Cash Conversion Cycle Days
Management utilizes the cash conversion cycle days metric and its
components to evaluate the Company's ability to manage its working
capital and its cash flow performance. Cash conversion cycle days and
its components for the for the quarters and years ending December 31,
2003 and 2002 were as follows:
Three Months Ended Year Ended
December 31, December 31,
------------------- -------------------
2003 2002 2003 2002
--------- --------- --------- ---------
Days sales outstanding in
accounts receivable 20 28 25 30
Days inventory on-hand 20 22 24 24
Days payable outstanding (37) (39) (46) (42)

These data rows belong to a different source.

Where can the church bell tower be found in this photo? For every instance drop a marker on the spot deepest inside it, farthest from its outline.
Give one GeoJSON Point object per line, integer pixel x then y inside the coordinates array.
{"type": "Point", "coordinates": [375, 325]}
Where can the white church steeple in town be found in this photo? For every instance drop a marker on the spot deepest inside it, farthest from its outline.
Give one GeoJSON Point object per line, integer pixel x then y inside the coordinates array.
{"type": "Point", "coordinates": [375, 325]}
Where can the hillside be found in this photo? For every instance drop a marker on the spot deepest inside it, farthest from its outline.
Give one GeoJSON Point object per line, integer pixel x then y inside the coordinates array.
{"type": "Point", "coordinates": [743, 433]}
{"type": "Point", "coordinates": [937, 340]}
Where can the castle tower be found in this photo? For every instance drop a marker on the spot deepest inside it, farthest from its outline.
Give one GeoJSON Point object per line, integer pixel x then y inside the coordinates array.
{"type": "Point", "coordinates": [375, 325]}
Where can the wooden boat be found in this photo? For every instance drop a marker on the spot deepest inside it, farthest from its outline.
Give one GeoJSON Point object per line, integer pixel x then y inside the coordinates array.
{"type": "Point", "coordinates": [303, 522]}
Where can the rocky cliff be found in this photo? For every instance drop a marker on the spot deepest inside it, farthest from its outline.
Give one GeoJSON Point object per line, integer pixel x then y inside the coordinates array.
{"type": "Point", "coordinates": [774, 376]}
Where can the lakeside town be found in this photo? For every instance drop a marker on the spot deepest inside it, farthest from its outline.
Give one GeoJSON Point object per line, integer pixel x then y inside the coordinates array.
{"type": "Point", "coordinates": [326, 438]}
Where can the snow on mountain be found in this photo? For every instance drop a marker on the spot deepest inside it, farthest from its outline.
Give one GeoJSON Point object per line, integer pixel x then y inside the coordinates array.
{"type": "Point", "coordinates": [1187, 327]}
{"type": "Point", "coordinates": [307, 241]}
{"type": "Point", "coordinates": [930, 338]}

--------- --------- --------- ---------
Cash Conversion Cycle Days 3 11 3 12
========= ========= ========= =========
Return on Invested Capital ("ROIC")
The Company uses ROIC to measure the effectiveness of its use of
invested capital to generate profits. ROIC for the quarters and years
ending December 31, 2003 and 2002 was as follows:
Three Months Ended Year Ended
December 31, December 31,
------------------- -------------------
2003 2002 2003 2002
--------- --------- --------- ---------
Operating income after taxes:
Operating income from
continuing operations $8,731 $4,961 $20,895 $747
Plus: Facility consolidation
charge 1,000 - 5,461 -
Less: Estimated income taxes
(1) (1,849) (1,240) (6,062) (391)
--------- --------- --------- ---------
Operating income after taxes $7,882 $3,721 $20,294 356
========= ========= ========= =========
Invested capital:
Debt $16,207 $22,120 $16,207 $22,120
Stockholders' equity 147,584 113,643 147,584 113,643
--------- --------- --------- ---------
Invested capital $163,791 $135,763 $163,791 $135,763
========= ========= ========= =========
Average invested capital (2) $148,324 $140,585 $137,463 $215,432
========= ========= ========= =========
ROIC (3) 21% 11% 15% (a)
========= ========= ========= =========
(a) Less than 1%
(1) Estimated income taxes were calculated by multiplying the sum of
operating income from continuing operations and the facility
consolidation charge by the respective periods' effective tax
rate.
(2) Average invested capital for quarterly periods represents the
simple average of the beginning and ending invested capital
amounts for the respective quarter. Average invested capital for
annual periods represents the simple average of the invested
capital amounts for the prior year end and at each quarter end in
the respective annual period.
(3) ROIC is calculated by dividing operating income after taxes by
average invested capital. ROIC for quarterly periods is stated on
an annualized basis and is calculated by dividing operating income
after taxes by average invested capital and multiplying the result
by four (4) to state ROIC on an annualized basis.